The jist of it is this paragraph.

“The buyers and the sellers are the same people in this market,” Professor Mayer said. “So if the sellers price so high that they, effectively, put themselves out of the market, it shows up on the buying side, too.”
He notes that economists at the Federal Reserve and elsewhere keep close tabs on this kind of behavior because the purchases of durable goods like furniture, appliances and televisions tend to run hand in hand with home purchases — and durables have a disproportionate influence on the business cycle. Further, because the freezing of the housing market makes it harder for people to move, it reduces the likelihood that they can quickly relocate for higher-paying jobs.
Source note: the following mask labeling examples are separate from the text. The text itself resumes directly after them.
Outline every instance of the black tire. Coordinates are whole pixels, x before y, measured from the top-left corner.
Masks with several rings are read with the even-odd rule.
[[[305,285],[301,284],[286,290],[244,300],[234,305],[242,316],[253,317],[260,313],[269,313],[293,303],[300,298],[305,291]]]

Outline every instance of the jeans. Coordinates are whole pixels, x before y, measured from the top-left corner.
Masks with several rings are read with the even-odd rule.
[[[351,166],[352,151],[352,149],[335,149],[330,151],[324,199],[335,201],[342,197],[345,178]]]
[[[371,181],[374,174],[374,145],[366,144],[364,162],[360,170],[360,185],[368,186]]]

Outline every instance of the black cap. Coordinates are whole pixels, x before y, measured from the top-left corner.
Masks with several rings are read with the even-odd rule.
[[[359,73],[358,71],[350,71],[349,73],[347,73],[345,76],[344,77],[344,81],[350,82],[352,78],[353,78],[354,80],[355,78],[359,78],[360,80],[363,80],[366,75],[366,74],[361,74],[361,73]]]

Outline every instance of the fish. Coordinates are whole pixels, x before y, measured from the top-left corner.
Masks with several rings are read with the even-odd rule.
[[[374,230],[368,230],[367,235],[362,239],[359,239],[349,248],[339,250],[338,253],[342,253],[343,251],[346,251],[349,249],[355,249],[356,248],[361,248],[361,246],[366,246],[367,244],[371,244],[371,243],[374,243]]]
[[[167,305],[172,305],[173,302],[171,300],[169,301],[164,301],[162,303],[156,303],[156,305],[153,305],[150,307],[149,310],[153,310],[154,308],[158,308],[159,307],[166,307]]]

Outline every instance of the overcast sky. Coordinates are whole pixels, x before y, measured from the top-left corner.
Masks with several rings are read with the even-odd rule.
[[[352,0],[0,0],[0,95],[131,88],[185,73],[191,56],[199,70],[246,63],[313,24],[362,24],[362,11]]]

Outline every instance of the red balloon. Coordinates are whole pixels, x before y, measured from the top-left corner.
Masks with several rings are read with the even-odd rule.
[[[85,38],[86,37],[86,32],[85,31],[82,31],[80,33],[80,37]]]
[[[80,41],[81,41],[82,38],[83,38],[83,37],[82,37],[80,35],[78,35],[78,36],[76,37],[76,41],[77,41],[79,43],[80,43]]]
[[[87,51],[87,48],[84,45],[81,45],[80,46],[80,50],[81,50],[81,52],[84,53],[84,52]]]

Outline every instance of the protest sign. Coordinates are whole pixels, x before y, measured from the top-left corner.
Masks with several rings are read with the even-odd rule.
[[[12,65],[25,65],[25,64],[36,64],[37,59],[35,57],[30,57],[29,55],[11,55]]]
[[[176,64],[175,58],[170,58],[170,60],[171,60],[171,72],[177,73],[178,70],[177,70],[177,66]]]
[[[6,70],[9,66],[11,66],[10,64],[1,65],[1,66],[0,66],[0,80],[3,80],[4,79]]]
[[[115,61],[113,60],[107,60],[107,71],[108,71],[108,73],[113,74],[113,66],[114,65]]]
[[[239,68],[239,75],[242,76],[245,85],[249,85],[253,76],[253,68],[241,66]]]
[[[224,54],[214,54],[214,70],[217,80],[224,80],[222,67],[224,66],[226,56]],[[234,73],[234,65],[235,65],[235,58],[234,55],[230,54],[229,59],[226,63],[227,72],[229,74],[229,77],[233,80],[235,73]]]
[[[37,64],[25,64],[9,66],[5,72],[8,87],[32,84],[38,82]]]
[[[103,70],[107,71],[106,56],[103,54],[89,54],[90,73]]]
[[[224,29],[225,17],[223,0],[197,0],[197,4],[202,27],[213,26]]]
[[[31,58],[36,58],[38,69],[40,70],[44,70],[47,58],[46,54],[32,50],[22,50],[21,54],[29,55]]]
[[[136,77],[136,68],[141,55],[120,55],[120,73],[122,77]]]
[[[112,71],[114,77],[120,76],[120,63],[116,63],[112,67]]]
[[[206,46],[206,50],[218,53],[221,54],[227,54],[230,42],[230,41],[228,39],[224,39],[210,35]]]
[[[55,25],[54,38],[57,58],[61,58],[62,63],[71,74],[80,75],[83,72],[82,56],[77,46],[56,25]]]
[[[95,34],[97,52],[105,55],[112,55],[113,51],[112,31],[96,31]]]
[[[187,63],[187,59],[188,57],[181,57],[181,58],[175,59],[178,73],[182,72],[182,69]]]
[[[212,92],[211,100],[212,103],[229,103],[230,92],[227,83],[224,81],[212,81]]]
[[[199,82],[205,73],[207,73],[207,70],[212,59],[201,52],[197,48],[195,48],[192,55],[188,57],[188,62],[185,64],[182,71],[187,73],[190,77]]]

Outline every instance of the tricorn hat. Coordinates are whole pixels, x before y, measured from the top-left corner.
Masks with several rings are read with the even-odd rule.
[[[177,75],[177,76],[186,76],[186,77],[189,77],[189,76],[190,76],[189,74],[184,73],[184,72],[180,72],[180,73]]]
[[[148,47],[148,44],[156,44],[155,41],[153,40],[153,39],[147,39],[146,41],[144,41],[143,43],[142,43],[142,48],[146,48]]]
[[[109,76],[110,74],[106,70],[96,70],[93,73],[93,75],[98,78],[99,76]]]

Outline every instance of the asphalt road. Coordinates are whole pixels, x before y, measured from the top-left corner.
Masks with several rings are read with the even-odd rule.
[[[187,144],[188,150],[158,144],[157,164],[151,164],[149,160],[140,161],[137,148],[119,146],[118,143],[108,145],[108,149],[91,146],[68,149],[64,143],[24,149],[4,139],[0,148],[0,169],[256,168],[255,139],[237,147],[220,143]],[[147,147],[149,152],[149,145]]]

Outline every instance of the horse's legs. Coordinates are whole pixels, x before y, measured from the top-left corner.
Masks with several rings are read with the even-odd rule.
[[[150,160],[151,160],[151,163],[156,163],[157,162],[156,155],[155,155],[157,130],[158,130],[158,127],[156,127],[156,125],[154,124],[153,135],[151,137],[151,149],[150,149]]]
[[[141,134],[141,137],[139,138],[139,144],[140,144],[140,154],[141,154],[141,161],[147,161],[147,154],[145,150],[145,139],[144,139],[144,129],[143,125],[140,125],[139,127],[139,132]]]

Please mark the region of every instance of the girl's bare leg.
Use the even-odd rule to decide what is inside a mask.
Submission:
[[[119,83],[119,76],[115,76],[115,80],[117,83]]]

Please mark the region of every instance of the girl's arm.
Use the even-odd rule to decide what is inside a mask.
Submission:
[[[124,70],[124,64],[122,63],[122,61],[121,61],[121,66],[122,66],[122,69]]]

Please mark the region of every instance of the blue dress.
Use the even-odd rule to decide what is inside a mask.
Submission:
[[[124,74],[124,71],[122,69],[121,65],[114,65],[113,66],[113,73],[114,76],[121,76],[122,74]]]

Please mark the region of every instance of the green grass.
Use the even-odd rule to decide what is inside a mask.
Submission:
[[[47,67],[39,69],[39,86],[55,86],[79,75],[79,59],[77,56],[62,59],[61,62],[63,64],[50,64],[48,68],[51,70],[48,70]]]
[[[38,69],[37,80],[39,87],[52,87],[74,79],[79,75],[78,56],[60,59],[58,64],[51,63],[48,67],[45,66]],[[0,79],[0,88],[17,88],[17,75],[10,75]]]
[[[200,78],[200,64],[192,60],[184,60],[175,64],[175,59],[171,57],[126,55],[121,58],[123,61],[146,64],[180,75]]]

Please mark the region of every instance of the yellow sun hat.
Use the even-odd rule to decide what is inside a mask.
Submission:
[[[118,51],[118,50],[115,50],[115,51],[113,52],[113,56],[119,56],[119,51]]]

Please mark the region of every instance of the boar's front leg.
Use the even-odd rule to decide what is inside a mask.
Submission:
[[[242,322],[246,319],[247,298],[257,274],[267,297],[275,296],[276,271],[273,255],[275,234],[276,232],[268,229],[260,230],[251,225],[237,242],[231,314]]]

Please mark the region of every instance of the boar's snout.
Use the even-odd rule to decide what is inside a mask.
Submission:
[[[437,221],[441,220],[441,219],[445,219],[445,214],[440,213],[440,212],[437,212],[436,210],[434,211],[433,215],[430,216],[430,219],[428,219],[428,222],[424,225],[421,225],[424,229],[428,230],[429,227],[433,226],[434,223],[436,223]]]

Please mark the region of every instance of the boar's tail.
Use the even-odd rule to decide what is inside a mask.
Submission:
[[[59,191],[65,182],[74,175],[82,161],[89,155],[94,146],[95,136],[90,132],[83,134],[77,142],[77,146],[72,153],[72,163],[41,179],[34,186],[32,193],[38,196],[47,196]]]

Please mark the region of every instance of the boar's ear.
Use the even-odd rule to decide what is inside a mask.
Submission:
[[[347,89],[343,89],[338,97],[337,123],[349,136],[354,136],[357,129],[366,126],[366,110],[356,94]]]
Dysfunction in the housing market can spill over into the job market, too."


The idea is that sellers do not want to accept a price loss on their home. So they price their homes too high for demanders to buy (a surplus). Since the housing market is "illiquid," it takes a long time for them to accept the fact they made a bad investment, lower the price and cut their losses.

However, this has "macro" economic implications in the sense that people buy furniture and other durable goods when they move into a new home. So sales of those products suffer (demand shifts left/down). Further, sometimes these people are so irrational that they refuse to sell their home even though it means they have to turn down a higher paying job. So the job market suffers due to a shortage of workers.